Cela dit, l’usage des TIC peut avoir des conséquences ambivalentes sur l’emploi du temps. Les TIC peuvent en effet inciter les individus à prolonger indéfiniment leurs activités professionnelles au détriment de leur temps personnel (Ray, 2001). À l’inverse, elles peuvent offrir de nouvelles possibilités d’émancipation aux personnes désireuses de travailler là où elles veulent, quand elles le veulent, répondant ainsi aux attentes de flexibilité des jeunes et des femmes en particulier (Tremblay, 2004).

Comme les frontières entre la vie professionnelle et la vie personnelle se brouillent de plus en plus (Campbell Clark, 2000; Besseyre des Horts et Isaac, 2006), cet article vise justement à répondre à la question : pourquoi les femmes et les hommes cadres laissent-ils leur travail empiéter sur leur vie personnelle?

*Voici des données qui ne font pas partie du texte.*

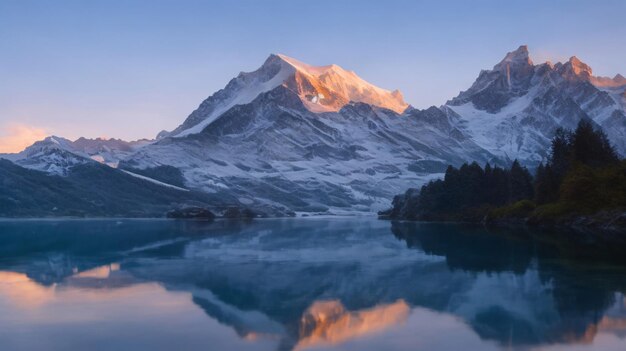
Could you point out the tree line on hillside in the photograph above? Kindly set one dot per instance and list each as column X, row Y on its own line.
column 583, row 174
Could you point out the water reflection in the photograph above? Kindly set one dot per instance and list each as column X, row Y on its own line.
column 305, row 284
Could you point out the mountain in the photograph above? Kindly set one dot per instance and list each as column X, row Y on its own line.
column 57, row 155
column 309, row 138
column 513, row 109
column 320, row 138
column 321, row 89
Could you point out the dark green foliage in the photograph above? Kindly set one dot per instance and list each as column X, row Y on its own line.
column 574, row 156
column 466, row 193
column 583, row 175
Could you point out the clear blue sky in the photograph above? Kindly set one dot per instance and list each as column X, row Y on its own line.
column 132, row 68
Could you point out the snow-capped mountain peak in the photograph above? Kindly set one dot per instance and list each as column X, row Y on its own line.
column 320, row 88
column 520, row 56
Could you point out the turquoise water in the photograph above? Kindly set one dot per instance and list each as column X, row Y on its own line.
column 304, row 284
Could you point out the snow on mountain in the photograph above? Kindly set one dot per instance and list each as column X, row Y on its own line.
column 319, row 138
column 56, row 155
column 279, row 149
column 321, row 89
column 513, row 110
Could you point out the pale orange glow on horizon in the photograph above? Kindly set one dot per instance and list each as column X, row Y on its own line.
column 15, row 137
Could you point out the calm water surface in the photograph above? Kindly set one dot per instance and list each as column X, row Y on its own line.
column 303, row 284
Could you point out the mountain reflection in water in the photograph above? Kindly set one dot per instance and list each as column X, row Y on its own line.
column 302, row 284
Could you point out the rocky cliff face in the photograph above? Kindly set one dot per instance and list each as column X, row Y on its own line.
column 514, row 109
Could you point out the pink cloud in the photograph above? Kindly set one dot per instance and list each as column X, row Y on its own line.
column 15, row 137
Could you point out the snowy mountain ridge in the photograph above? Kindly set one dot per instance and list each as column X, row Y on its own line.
column 320, row 138
column 321, row 89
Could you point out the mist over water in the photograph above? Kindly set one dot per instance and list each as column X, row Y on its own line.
column 304, row 284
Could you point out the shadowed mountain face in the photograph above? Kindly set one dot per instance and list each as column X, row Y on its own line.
column 513, row 109
column 321, row 139
column 330, row 283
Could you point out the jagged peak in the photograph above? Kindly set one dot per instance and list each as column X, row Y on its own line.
column 519, row 56
column 579, row 67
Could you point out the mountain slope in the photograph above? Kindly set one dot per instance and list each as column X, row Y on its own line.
column 321, row 89
column 287, row 148
column 90, row 189
column 513, row 109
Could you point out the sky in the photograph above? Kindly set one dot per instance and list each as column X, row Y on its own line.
column 129, row 69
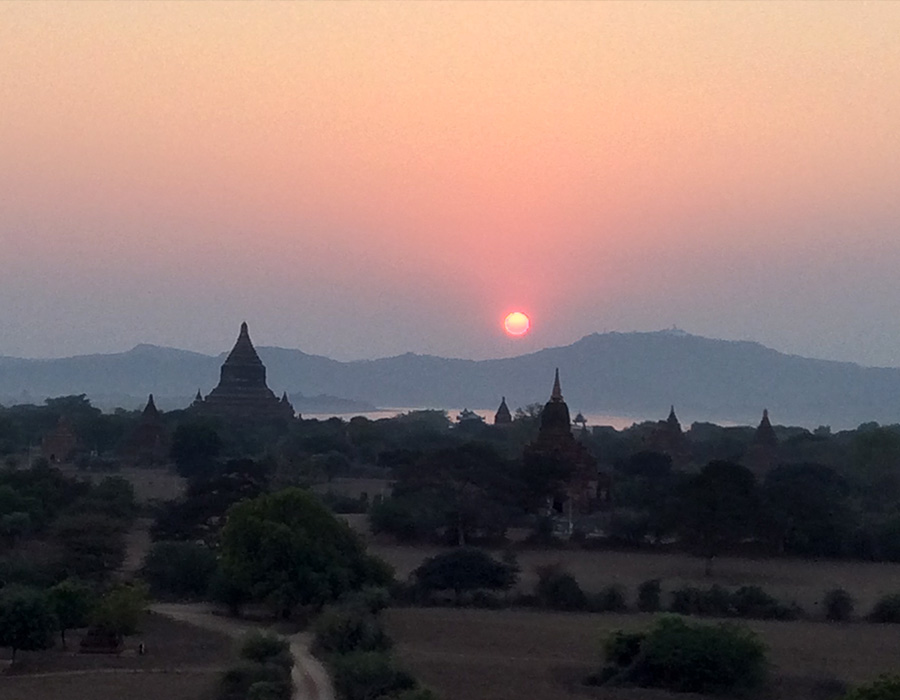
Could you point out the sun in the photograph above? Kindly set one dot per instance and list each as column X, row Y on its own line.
column 516, row 323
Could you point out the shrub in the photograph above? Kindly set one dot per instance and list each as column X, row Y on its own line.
column 681, row 657
column 270, row 690
column 747, row 601
column 887, row 609
column 264, row 647
column 610, row 599
column 649, row 594
column 121, row 609
column 883, row 688
column 558, row 589
column 463, row 570
column 715, row 601
column 236, row 682
column 621, row 648
column 371, row 599
column 344, row 630
column 364, row 675
column 754, row 602
column 27, row 620
column 838, row 605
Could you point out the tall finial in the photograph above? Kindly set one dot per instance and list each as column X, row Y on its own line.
column 556, row 394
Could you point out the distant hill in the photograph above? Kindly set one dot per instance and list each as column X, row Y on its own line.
column 636, row 374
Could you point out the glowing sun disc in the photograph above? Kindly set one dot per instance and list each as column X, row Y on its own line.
column 517, row 323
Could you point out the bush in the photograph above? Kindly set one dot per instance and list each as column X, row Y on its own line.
column 558, row 589
column 610, row 599
column 681, row 657
column 121, row 609
column 264, row 647
column 883, row 688
column 649, row 595
column 747, row 602
column 236, row 683
column 464, row 570
column 753, row 602
column 182, row 569
column 344, row 630
column 370, row 599
column 270, row 690
column 368, row 674
column 886, row 610
column 621, row 648
column 838, row 605
column 693, row 601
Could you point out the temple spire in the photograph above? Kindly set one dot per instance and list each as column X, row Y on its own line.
column 150, row 409
column 502, row 416
column 765, row 433
column 556, row 394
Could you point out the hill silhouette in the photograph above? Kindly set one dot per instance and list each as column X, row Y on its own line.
column 637, row 374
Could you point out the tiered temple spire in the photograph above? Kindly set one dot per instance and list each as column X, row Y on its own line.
column 242, row 391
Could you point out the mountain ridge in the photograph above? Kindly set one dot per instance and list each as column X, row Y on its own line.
column 637, row 373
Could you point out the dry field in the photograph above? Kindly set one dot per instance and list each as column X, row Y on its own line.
column 509, row 654
column 182, row 662
column 803, row 581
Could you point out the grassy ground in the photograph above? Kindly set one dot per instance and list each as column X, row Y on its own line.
column 189, row 685
column 803, row 581
column 181, row 662
column 507, row 654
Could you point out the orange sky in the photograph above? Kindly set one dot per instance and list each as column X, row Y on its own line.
column 362, row 179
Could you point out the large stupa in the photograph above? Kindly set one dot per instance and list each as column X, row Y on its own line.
column 242, row 391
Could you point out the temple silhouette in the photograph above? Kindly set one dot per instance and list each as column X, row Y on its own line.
column 242, row 392
column 585, row 487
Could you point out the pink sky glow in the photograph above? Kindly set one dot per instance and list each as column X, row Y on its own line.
column 363, row 179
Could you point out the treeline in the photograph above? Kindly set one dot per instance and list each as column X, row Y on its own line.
column 61, row 541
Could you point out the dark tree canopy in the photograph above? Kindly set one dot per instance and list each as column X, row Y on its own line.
column 463, row 570
column 27, row 621
column 287, row 549
column 719, row 507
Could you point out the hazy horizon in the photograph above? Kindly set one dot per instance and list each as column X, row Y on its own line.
column 360, row 180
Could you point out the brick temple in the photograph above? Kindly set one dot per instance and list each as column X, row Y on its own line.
column 242, row 392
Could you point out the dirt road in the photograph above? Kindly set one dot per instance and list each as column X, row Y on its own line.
column 311, row 680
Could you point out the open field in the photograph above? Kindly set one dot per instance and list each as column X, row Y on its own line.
column 507, row 654
column 800, row 580
column 188, row 685
column 182, row 662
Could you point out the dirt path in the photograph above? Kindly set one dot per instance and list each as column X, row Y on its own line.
column 311, row 680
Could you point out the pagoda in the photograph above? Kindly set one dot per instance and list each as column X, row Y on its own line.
column 503, row 416
column 148, row 443
column 61, row 443
column 555, row 444
column 763, row 454
column 242, row 392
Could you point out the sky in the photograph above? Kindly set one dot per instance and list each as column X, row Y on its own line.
column 360, row 180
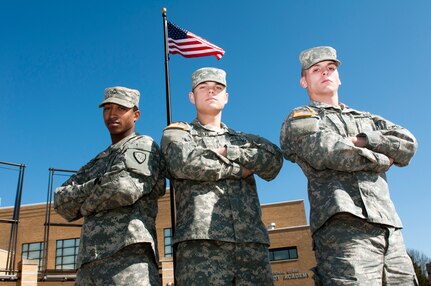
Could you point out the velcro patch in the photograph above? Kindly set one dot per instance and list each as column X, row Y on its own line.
column 178, row 125
column 138, row 161
column 140, row 156
column 303, row 113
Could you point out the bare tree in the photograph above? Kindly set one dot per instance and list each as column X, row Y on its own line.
column 420, row 261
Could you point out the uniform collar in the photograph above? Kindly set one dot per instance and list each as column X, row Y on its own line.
column 319, row 104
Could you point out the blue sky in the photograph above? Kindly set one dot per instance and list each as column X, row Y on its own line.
column 57, row 57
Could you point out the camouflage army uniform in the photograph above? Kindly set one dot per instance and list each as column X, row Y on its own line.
column 347, row 188
column 217, row 211
column 117, row 194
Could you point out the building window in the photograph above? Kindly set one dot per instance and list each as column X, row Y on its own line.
column 283, row 253
column 167, row 234
column 65, row 257
column 33, row 251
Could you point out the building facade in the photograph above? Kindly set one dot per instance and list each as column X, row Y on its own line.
column 47, row 245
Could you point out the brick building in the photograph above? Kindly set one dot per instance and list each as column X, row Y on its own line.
column 44, row 234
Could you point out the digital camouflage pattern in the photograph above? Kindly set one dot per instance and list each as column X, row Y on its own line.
column 212, row 200
column 208, row 74
column 117, row 194
column 342, row 177
column 349, row 251
column 123, row 96
column 223, row 263
column 133, row 265
column 312, row 56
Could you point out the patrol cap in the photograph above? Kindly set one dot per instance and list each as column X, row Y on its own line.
column 208, row 74
column 122, row 96
column 312, row 56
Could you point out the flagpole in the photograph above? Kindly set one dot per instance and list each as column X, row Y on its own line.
column 168, row 121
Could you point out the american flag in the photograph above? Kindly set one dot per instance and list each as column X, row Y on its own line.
column 190, row 45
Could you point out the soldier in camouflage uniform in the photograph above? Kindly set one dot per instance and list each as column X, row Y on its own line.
column 117, row 194
column 219, row 236
column 344, row 154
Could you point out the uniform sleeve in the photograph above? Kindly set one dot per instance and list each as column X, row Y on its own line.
column 302, row 138
column 392, row 140
column 257, row 154
column 139, row 173
column 186, row 160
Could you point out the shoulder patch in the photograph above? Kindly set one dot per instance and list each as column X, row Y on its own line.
column 303, row 112
column 178, row 125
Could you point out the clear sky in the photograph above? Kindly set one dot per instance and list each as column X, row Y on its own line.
column 57, row 57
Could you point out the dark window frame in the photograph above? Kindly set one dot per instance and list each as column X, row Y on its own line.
column 167, row 242
column 285, row 253
column 66, row 252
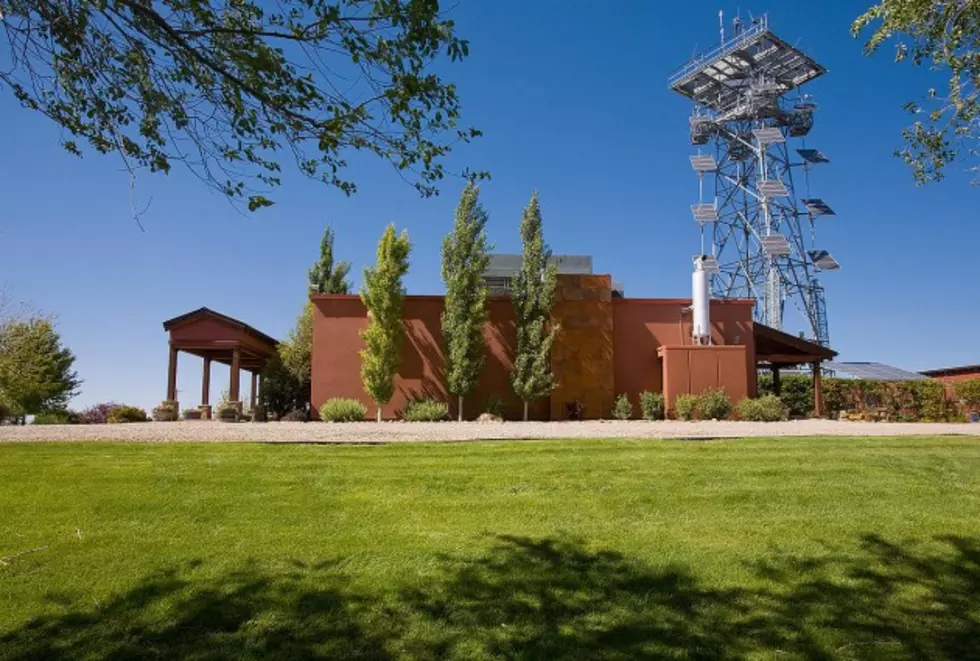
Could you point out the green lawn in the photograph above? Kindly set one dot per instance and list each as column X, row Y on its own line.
column 782, row 549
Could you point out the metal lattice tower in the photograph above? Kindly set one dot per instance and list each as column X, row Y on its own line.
column 763, row 237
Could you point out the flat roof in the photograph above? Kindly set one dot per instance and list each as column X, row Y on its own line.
column 952, row 371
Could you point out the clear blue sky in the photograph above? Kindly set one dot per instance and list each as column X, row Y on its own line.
column 572, row 98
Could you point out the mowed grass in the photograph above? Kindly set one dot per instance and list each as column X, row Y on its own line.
column 781, row 549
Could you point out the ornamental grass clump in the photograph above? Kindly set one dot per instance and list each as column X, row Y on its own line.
column 686, row 406
column 342, row 409
column 623, row 409
column 652, row 405
column 768, row 408
column 126, row 414
column 714, row 404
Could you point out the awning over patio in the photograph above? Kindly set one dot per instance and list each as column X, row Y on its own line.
column 217, row 337
column 775, row 349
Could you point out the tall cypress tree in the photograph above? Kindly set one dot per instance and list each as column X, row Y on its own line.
column 533, row 295
column 327, row 277
column 465, row 256
column 296, row 351
column 384, row 298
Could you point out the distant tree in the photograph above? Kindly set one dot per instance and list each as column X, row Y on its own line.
column 327, row 276
column 465, row 257
column 533, row 295
column 281, row 390
column 384, row 298
column 35, row 369
column 296, row 351
column 225, row 88
column 945, row 36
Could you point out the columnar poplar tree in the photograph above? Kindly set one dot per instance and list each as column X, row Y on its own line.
column 326, row 276
column 465, row 256
column 532, row 295
column 288, row 380
column 384, row 299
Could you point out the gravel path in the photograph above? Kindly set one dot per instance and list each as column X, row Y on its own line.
column 388, row 432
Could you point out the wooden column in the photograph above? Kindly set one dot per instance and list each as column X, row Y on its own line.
column 236, row 366
column 206, row 383
column 172, row 375
column 817, row 391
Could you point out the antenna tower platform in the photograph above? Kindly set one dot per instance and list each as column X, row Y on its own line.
column 763, row 236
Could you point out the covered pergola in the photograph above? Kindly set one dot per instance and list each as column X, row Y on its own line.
column 216, row 337
column 775, row 349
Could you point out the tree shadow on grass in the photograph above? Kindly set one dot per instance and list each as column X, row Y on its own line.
column 543, row 599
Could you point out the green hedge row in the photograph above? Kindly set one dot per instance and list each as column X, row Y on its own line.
column 905, row 401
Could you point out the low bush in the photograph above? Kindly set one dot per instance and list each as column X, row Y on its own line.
column 495, row 406
column 56, row 418
column 342, row 409
column 296, row 415
column 968, row 392
column 425, row 410
column 652, row 405
column 97, row 414
column 623, row 408
column 767, row 408
column 713, row 404
column 686, row 406
column 124, row 414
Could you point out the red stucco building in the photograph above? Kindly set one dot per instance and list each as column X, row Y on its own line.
column 607, row 346
column 954, row 374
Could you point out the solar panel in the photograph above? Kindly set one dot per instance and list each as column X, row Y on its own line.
column 704, row 163
column 775, row 245
column 704, row 213
column 824, row 261
column 818, row 207
column 812, row 156
column 708, row 263
column 773, row 188
column 768, row 135
column 717, row 79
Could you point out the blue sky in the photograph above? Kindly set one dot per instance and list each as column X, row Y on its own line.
column 572, row 98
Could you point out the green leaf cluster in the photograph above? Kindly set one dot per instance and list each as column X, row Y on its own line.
column 944, row 36
column 226, row 88
column 383, row 296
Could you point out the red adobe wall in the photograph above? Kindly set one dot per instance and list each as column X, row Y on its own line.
column 694, row 369
column 642, row 326
column 336, row 363
column 609, row 347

Dans cet article, nous présentons une synthèse des rai- sons qui peuvent pousser les personnes à laisser le travail envahir leur vie personnelle, en distinguant plus particulière- ment les facteurs propres aux hommes et ceux propres aux femmes. Nous illustrons notre propos à partir d’une enquête menée auprès de cadres en France. Traditionnellement à l’avant-poste de l’évolution technologique et organisationnelle, les cadres sont les premiers touchés par le brouillage des frontières entre les différents temps de la vie et forment donc une population particulièrement intéressante à étudier. Nous concluons l’article par des pistes de réflexion sur les implications de ce phénomène pour les individus et les organisations.

Les formes d’empiétement du travail sur La vie personnelle

Pour clarifier le phénomène de l’empiétement du travail sur la vie personnelle, nous en distinguons trois formes principales, en fonction du poste ou du travail (Genin, 2007).

En premier lieu, il y a le prolongement du travail effectué en dehors des lieux et des horaires habituels de travail, c’est-à-dire le soir après le travail, la fin de semaine et pendant les vacances. Il s’agit d’un travail informel, irrégulier et occasionnel visant à lire, à écrire, à analyser, etc. Ce travail s’effectue généralement à la maison, mais il peut également être fait dans les transports, à l’hôtel, dans une résidence secondaire, etc. Le prolongement du travail à domicile se différencie du télétravail car ce dernier est encadré par le contrat de travail (travail formel reconnu par l’employeur) et s’effectue habituellement pendant les horaires réguliers de travail.

À l’opposé, le prolongement du travail à domicile ne correspond pas au simple déplacement du lieu où le travail est accompli, mais à un prolongement du travail dans la sphère privée. En effet, la plu- part des enquêtes (Metzger et Chéach, 2004; Fermanian, 1999) montrent que la majorité des personnes qui travaillent pendant leur temps personnel le font d’abord pour terminer ce qu’elles n’ont pas le temps de faire au bureau. Ce phénomène n’est pas nouveau en soi, et il ne nécessite pas l’usage de TIC. Ce qui est nouveau, par contre, c’est l’ampleur qu’il prend. En effet, une étude menée par l’Institut Chronopost (2004) conclut que l’usage des TIC accroît de manière importante le brouillage des frontières entre la vie personnelle et la vie professionnelle.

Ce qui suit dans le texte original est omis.